Virginia has enacted HB 558, which clarifies the appropriate regulatory rate to apply to services delivered by out-of-state providers. If the employer’s principal place of business is located in Virginia, the ZIP Code of that address is considered to be the applicable medical provider “community” for applying the regional fee schedule. If the employer’s principal place of business is not located in Virginia, the ZIP Code of the regional Workers’ Compensation Commission office where the dispute would be conducted is used to determine the applicable fee schedule.

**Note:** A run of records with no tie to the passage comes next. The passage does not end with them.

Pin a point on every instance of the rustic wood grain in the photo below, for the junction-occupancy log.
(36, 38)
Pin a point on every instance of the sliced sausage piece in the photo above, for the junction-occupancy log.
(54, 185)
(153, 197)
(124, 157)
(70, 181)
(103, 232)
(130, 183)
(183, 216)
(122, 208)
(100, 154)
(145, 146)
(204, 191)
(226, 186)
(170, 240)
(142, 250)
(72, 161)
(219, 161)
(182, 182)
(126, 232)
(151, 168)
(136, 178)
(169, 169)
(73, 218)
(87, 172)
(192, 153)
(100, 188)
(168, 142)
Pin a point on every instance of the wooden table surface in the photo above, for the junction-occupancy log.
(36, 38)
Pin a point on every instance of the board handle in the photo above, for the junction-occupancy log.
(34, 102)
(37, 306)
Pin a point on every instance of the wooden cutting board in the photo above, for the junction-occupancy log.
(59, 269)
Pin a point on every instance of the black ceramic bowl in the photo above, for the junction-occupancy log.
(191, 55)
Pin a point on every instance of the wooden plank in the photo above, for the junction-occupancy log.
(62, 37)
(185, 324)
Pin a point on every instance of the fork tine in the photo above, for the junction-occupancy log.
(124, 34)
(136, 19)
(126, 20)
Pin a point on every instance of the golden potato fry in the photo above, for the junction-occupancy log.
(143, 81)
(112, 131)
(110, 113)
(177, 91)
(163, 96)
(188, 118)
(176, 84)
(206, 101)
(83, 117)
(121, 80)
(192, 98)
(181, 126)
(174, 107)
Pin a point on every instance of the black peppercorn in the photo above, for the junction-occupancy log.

- Implications: This legislation removes an ambiguity that previously existed in Virginia’s new fee schedule by establishing the methodology to following in reviewing out-of-state providers’ bills, but it creates challenges for bill reviewers in identifying the factually appropriate in-state location for determining the correct fee schedule rate. Further, the bill doesn’t have an effective date, so there is no obvious date-of-service “start date” for the new methodology.
The New York Assembly has sent to the Senate a bill authorizing the Workers’ Compensation Board to establish a WC fee schedule for massage therapy services. The bill, AB 6797, would require these services to be provided by a licensed massage therapist and for the referral to be made by an authorized physician. Further, the measure specifically prohibits massage therapists from performing independent medical examinations.
- Implications: Bills to authorize massage therapy for workers’ compensation claims are perennially introduced in the New York Assembly. This legislative season, the measure is given a moderate chance of success in the New York Senate.